Like conflict diamonds, conflict minerals are sourced through opaque or illegal practices in unstable areas of the world.
Alyn has written to CEOs and senior directors of senior tech companies asking for confirmation that their products are sourced from ethical materials, and undertaken to praise those companies following ethical procurement routes and to expose those that are not.
This comes in the wake of the European Commission’s EU-wide strategy to crack down on the use of conflict minerals.
“I have had hundreds of constituents contacting me asking for my support on tackling this issue. The European Commission is working on setting up a voluntary self-certification system for importers but I think we can - and must - do more.
“In areas such as the Democratic Republic of the Congo (DRC), tin, tantalum, tungsten and gold are sourced in conditions of extreme exploitation, violence and slavery. According to the International Peace Information Service (IPIS), armed groups are present at more than half of all mining sites in the DRC, where the local population is illegally coerced into working in the mines and controlled by rape and violence.

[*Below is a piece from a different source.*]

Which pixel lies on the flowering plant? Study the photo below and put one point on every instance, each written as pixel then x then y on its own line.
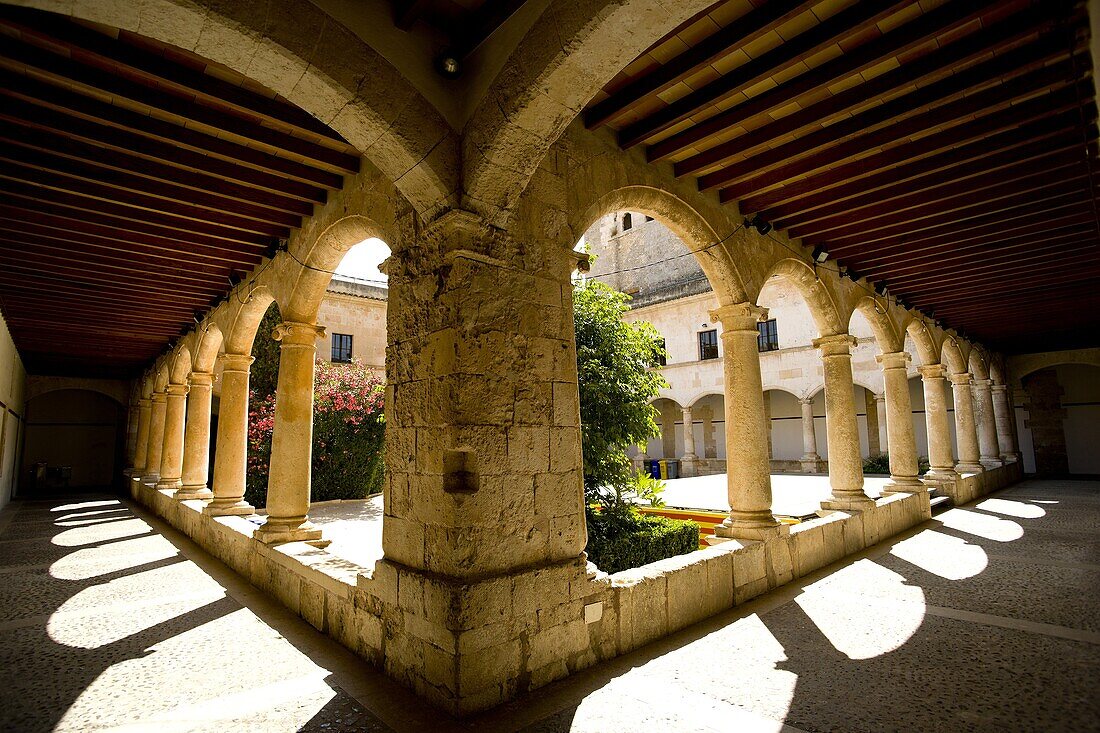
pixel 349 430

“Many Scots will find it shocking that the ores of the ‘three T’s and gold’ can be found in everyday items ranging from mobile phones to hearing aids.
“Conflict minerals are a little-understood facet to procurement and it is positive that the world is waking up to the fact that we may be complicit in modern-day slavery.
“I want to see a mandatory scheme where compliance is visible to consumers and applicable all along the supply chain.
“The anti-slavery campaigners have shown that big business is willing to discuss the issue, and I’m heartened by the recent responses on supply chain responsibility from Apple and Hewlett-Packard. That’s why I’m asking other CEOs to let us all know what measures they have in place to ensure there is no slave labour or conflict minerals in the products they sell on the European market.”
Jo O’Neill of the Scottish Catholic International Aid Fund praised Alyn’s actions, adding:
“From our work on the ground in countries like Colombia and the DRC, SCIAF has witnessed how the global trade in minerals - like gold and tin - is fuelling violence, instability and misery. While the proposed legislation is a welcome recognition of this problem it must be strengthened if it is to meaningfully address the suffering of communities; this means replacing the voluntary proposal with binding requirements, compelling European companies all along the supply chain to source minerals responsibly.
“MEPs and Member States have an important opportunity to ensure companies do not profit from conflict. It must not be missed.”